The Balanced Budget Amendment, which didn’t really balance the budget, and didn’t really amend anything. And then the first iteration of what has now been 17 iterations of what was then called Obamacare.
So that brings us to 2014, and why was 2014 important to me? Well I was very proud and honored to be inaugurated and selected as the first president and CEO of Thomas Jefferson University and Health Systems combined. It was also a big moment for me because it was the second time I saw the Rolling Stones, and this is what they looked like back in 2014.
And in my inauguration I was given a script, and what I talked about in inauguration of 2014 is “Hey, can we do anything about spiraling costs? Can we change the fevered service system? Do you think we can measure outcomes?” So it was a bit of an aha moment for me, I said, “Well, 37 years, that’s a lot for not to have much change.”

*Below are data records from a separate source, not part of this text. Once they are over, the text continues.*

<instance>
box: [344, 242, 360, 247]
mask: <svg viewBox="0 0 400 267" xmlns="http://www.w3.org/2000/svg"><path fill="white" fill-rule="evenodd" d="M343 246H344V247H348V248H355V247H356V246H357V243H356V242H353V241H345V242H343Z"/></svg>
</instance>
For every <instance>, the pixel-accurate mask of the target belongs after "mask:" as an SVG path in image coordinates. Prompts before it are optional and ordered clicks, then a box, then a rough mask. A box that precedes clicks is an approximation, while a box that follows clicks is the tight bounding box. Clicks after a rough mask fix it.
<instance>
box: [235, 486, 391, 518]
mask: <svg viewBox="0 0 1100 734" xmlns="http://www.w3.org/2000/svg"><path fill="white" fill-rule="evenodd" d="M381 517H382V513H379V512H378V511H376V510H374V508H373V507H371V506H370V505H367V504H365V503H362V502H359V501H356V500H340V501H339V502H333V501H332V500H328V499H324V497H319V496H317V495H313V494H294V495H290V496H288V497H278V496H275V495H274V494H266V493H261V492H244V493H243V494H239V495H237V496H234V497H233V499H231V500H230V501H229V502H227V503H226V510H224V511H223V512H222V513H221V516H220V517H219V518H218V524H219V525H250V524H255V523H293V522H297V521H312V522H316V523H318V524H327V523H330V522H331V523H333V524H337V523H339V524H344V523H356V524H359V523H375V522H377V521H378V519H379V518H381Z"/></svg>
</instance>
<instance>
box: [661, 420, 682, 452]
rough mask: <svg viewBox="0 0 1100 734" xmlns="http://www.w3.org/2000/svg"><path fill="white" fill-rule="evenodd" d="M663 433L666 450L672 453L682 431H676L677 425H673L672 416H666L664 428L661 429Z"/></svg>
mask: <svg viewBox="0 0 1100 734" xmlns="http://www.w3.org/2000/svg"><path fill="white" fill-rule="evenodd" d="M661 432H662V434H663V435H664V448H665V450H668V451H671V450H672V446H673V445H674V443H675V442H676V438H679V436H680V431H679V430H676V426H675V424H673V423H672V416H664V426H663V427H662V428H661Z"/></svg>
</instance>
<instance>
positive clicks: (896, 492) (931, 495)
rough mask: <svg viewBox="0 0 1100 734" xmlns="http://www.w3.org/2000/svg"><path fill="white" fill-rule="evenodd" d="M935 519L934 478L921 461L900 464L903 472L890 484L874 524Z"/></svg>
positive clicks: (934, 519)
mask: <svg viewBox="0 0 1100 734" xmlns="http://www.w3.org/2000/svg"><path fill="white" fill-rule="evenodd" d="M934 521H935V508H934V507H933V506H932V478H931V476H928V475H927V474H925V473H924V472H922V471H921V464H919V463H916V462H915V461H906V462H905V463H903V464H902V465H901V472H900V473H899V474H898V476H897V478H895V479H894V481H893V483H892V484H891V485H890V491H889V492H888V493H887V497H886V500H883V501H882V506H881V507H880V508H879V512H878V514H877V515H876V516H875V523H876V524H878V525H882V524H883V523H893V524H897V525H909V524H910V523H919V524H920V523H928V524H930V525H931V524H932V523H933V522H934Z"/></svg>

This time though, the insurers and government said, “We’re really going to do it.” And really what people were actually predicting is, because believe it or not even at 2014 the docs said, “I really don’t want to take any risks. I think things are fine the way they are.” And you couldn’t go a week without people threatening the extinction of academic health centers.
So I’m proud to say here in Philadelphia and Jefferson, we said yes, and I’d love to talk to you a little bit about what happened between 2014 and 2024.
So here we are in 2024, and by the way, I don’t know if any of you saw it in your Facebook implantable glasses, the Zombie Rock Tour, it was awesome. It was awesome. By the way, those Facebook implantable glasses, can be bought at Stevie’s Vinyl Records and Implantable Devices. This is, I thought the Rolling Stones, the Rolling Stones rocked, they rocked the undead tour, right? Who agrees with me? They rocked the undead tour. Seven decades of great Rolling Stones, you talk about not getting any satisfaction, look at these guys.
But more importantly, more importantly, what happened in Philadelphia, what happened at Jefferson was, that we took, we took that mode of, people saying that it’s impossible to change healthcare. And really the personal piece for me believe it or not did not come from Admonities or Aristotle, or even somebody from the University of Pennsylvania or Jefferson. It came from a sneaker commercial.
It was an Adidas marketing campaign back in 2014 called the Impossible, it said “Impossible is just a big word thrown around by small men and women who find it easier to live the world they’ve been given rather than explore the power they have to change it. Impossible is not a fact, it’s an opinion. Impossible is temporary, impossible is nothing.”
So we decided, what the heck, let’s do the impossible. Because everybody knew things were changing, we weren’t going to wait for a miracle. And we said, “Let’s do it.” Okay so, here it is, it’s March 28, 2024, now I apologize for those of you who come from this decade, but I know some of you probably have time travel lag, and I just want you to know where we’re at today.